The parquet location is:
s3://mybucket/ref_id/date/camera_id/parquet-file
Let's say I have ref_id
x3, date
x 4, camera_id
x 500, if I write parquet like below(use partitionBy
), I will get 3x4x500=6000
files uploaded to S3. It is extremely slower than that just wrote a couple of files to the top-level bucket(no multiple level prefix)
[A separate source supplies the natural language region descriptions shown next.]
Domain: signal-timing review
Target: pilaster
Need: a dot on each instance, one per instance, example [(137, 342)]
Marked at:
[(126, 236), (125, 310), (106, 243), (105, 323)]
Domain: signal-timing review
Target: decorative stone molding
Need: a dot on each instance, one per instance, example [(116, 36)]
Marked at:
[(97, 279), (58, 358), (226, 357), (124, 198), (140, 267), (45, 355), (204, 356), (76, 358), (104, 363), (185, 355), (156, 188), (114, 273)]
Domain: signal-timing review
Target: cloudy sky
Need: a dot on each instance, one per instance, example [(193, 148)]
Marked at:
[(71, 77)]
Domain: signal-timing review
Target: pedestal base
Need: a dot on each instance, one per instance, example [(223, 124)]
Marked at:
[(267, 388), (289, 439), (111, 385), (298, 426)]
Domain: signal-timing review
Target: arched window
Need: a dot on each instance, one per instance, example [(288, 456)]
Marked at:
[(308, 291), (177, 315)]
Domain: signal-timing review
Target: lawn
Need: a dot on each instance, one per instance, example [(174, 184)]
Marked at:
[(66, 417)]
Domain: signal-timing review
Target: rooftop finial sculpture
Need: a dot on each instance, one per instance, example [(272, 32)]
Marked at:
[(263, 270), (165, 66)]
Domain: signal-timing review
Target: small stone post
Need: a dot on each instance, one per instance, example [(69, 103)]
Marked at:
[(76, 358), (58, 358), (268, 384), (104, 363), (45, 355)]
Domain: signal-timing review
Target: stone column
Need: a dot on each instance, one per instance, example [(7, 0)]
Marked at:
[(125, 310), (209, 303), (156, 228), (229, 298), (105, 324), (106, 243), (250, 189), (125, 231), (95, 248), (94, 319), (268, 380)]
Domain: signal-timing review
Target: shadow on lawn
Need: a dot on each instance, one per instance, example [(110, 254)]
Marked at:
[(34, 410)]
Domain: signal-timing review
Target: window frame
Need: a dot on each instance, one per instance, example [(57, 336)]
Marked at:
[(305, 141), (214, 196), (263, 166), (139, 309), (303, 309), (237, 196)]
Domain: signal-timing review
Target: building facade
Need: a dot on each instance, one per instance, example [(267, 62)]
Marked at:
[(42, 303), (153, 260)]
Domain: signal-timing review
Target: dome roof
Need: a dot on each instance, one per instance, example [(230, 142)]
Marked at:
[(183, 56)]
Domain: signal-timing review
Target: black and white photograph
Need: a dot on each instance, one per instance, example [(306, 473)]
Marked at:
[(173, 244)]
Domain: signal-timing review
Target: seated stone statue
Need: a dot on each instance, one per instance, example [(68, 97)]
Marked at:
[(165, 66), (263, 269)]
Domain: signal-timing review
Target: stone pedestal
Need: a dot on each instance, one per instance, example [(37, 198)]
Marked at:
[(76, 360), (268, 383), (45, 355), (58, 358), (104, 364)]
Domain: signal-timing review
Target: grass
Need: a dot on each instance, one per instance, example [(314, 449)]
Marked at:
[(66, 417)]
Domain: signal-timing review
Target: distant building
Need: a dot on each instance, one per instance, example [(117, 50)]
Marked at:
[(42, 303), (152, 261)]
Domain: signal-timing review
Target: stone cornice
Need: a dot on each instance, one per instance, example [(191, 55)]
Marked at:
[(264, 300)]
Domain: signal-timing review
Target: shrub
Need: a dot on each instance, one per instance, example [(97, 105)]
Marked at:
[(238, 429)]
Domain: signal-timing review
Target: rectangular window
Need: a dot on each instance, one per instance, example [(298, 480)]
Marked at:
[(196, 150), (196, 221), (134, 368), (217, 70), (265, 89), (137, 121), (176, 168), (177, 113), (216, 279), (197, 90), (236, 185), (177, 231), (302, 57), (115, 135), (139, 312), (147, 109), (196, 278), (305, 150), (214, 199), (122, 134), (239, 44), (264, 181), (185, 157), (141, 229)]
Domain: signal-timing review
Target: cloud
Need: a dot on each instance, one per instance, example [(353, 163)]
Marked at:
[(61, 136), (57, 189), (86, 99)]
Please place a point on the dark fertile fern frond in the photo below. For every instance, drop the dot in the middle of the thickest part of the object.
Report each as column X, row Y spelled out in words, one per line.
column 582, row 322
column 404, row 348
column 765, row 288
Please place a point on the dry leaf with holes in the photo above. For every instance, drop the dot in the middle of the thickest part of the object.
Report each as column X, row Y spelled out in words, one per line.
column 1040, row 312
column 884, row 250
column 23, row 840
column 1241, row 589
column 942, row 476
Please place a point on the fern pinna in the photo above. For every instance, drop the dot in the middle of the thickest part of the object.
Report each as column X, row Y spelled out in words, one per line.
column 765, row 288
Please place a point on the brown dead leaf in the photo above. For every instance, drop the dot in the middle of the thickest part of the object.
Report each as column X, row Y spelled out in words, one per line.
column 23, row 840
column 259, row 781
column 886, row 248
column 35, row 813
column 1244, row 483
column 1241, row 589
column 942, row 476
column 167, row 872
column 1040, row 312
What is the best practice? My colleague argues that partitionBy
is good thing when used together with Hive metastore/table
df.write.mode("overwrite")\
.partitionBy('ref_id','date','camera_id')\
.parquet('s3a://mybucket/tmp/test_data')
If your problem is too many files, which seems to be the case, you need to repartition your RDD/dataframe before you write it. Each RDD/Dataframe partition will generate 1 file per folder.
df.repartition(1)\
.write.mode("overwrite")\
.partitionBy('ref_id','date','camera_id')\
.parquet('s3a://mybucket/tmp/test_data')
As alternative to repartition
you can also use coalesce
.
If (after repartition to 1) the files are too small you, need to reduce the directory structure. The parquet documentation recommends file size between 500Mb and 1Gb.
https://parquet.apache.org/documentation/latest/
We recommend large row groups (512MB - 1GB). Since an entire row group might need to be read, we want it to completely fit on one HDFS block.
If your files are a few Kb or Mb then you have a serious problem, it will seriously hurt performance.